Bütün niyet içimizde ise eğer ihtiyacımız olan her motivasyon sadece bizde, kimsenin enerjinizi çekme çabasını görmeyin, bakmazsanız burnunuzun ucunda da zıplasa görmüyorsunuz zaten, daha doğrusu görünmez oluyor sizin için.
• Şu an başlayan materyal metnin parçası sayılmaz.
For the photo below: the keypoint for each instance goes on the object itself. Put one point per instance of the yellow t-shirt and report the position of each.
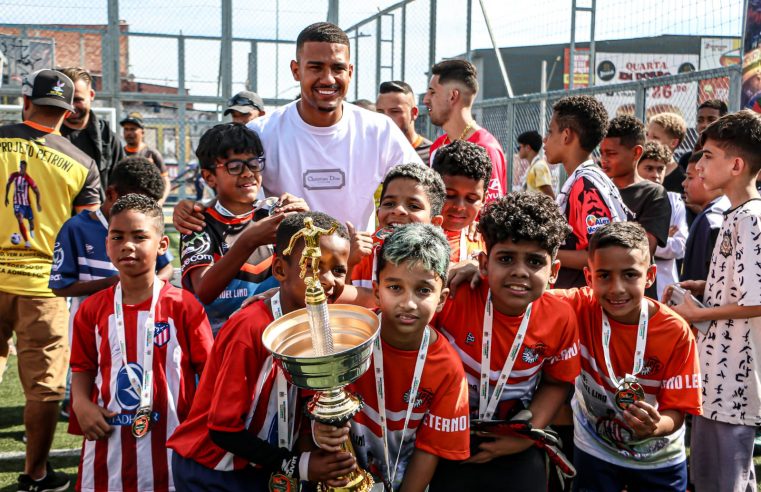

Siz bakın hep önünüze!
Ne hayatınızda istediğiniz harika işi emek vermeden alabilirsiniz ne de hayatınızın aşkını oturduğunuz koltuğunuzdan bulabilirsiniz.
İhtiyacınız olan şey: Kararlılık, olumluluk ve tutku...
Ben anne yarısı çınar ağacımdan dönerken, deniz aşırı yolda, kucağımda atan iki kalple yol boyunca bana eşlik eden düşüncelerimde sadece bu vardı; beni bana yaklaştıran tek şey...
“Bazen geçirdiğiniz zor zamanlara göz atmak için bir dakika bile faydalıdır çünkü bardağın yarısı daima doludur.”
Özlen ben, artık dalgalanmadan durulan, koşmadan yorulan, sakin, dingin, hep telaşsız, en güzel halinde yani “kendi halinde!”